Amériques : Les répercussions politiques de la Révolution haïtienne




La première révolte d’esclaves « réussie » va inspirer, de façon contradictoire, tant les Africaines et Africains esclavisés dans des colonies européennes voisines, que les dirigeants indépendantistes sud-américains, comme Simon Bolivar.

Dès les années 1790, Toussaint Louverture, « premier superhéros noir » pour reprendre une expression de Sudhir Hazareesingh, fit figure de modèle pour les populations noires des Caraïbes où, bientôt, de nombreux enfants furent prénommés Toussaint [1]. Et à Rio de Janeiro, les autorités portugaises durent interdire le port d’un badge subversif qui disait «  Toussaint Louverture, rei dos negros  » (roi des Noirs).

La Révolution haïtienne posa sans ambiguïté qu’une masse jusque-là déshumanisée, esclavisée, considérée comme inférieure, était capable de prendre son indépendance, de la conserver et de faire société. Ce surgissement antiraciste et anticolonialiste fut une révolution dans la Révolution française.

Il fit rapidement des émules. Aux États-Unis, à la Jamaïque, au Venezuela, en Colombie, les années 1791 à 1803 furent constellées de révoltes d’esclaves. Dès 1792, à Trinidad, des Africaines et Africains esclavisés avaient réédité la cérémonie de Bois-Caïman. À Cuba, pas moins de 19 insurrections, émeutes, coups de force ponctuèrent les années 1795-1812.

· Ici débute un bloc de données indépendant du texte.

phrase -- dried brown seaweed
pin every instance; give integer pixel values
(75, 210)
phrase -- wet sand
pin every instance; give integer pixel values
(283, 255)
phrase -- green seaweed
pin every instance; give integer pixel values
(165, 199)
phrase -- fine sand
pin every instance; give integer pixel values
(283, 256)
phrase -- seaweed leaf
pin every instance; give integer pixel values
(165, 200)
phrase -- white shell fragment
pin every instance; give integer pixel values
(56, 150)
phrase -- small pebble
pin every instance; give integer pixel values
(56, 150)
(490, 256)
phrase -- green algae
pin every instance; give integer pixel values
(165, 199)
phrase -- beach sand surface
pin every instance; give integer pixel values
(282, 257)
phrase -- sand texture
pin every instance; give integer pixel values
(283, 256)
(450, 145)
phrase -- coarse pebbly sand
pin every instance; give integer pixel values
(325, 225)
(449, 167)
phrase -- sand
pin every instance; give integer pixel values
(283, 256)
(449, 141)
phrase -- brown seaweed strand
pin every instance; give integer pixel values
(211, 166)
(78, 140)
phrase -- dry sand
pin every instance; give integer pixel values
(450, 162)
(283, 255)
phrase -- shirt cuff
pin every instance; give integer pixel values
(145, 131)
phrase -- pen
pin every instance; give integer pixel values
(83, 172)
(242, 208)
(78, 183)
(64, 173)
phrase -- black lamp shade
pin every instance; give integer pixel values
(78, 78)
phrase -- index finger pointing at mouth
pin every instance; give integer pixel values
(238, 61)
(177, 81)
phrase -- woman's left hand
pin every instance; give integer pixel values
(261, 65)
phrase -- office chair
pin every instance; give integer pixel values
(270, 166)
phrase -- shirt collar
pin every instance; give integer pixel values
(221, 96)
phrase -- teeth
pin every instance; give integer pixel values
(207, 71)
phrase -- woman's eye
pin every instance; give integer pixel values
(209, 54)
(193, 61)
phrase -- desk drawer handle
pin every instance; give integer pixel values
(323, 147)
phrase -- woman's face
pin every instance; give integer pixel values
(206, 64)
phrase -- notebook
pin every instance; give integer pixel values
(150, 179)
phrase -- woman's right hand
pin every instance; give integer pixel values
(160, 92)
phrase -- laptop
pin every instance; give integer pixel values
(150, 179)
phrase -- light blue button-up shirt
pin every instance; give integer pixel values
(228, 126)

Évidemment, les puissances coloniales ne restent pas les bras ballants. Pour endiguer une possible contagion révolutionnaire, on assista, dans les années 1800, à un quasi-doublement des effectifs militaires anglais, français et espagnols dans les Caraïbes.

Aux États-Unis, la mythologie haïtienne irrigua l’activisme abolitionniste, et inspira les prêches de pasteurs tant noirs que blancs. Le Freedom’s Journal par exemple, premier journal afro-américain des États-Unis, fondé en 1827, publia une hagiographie très américanisée de Toussaint Louverture, où convergeaient révolution et religiosité, et qui gommait les aspérités de l’expérience haïtienne. L’impact de l’idéal haïtien fut puissant sur les Africaines et Africains esclavisés, jusqu’à la guerre de Sécession. En Europe, les Irlandais, soulevés en 1798 contre la monarchie britannique, envoyèrent leurs salutations aux Domingois, et y puisèrent une inspiration en faveur de leur libération nationale.

La possibilité de contester la supériorité blanche est encore un produit de la Révolution haïtienne. Pour l’abolitionniste afro-américain Frederick Douglass (1818-1895), par exemple, il était évident qu’il fallait s’emparer de cet instrument politique. On convoquait encore Louverture lors de la lutte du peuple maori en Nouvelle-Zélande, en 1863, ou contre la guerre du Vietnam... Mais à partir de ce moment historique, la revendication minoritaire était devenue un sujet politique plein et entier.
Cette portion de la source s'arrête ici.